Blinded by her own grief, the narrator is unable to recognize the same in her sister, someone she seems to both resent and look to for guidance. After Jimmy’s apparent death, both sisters grieve, but through the narrator’s perspective her sister comes off as a “fake.” She is unable to acknowledge her sister’s behavior for what it is (coping with loss) and finds her handling it by talking to animals attention seeking behavior. Ultimately, this damages her opinion of her sister and makes it much harder for her to properly understand her own feelings after her sister dies.

I was shocked to be so jealous when death meant it could never be fixed. I didn’t want it to be that way, but that was how it was. (Prose, 512)

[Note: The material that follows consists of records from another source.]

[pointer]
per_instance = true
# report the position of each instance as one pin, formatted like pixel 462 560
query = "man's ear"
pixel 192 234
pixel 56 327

As the narrator looks back on her sister’s death, she reveals her jealousy and regrets that she felt it even after her sister was gone—because, to her, this seems to mean that’s how she will always feel. I found this to be an incredibly frustrating point; the narrator is, presumably, older at this point, and should have more sympathy and more understanding of the effect loss can have on a person. Yet her sister’s death only seemed to cement the narrator’s own confusion and frustration. She never acknowledged her own pain properly, making it out to be a competition with her sister. In the end, she still seems to resent her sister for unanswered questions and issues the narrator had that she never bothered to properly discuss with her sister, which fuels the anger she’d rather feel than the sadness her sister accepted in times of loss.

I believe the narrator wasted a lot of time judging her sister’s behavior and choices, as if she would have, or could have, done better and made better choices. After the events of “Talking Dog,” this seems to be her greatest conflict: reconciling her insecurities and frustration in order to mourn, and forgive, her sister.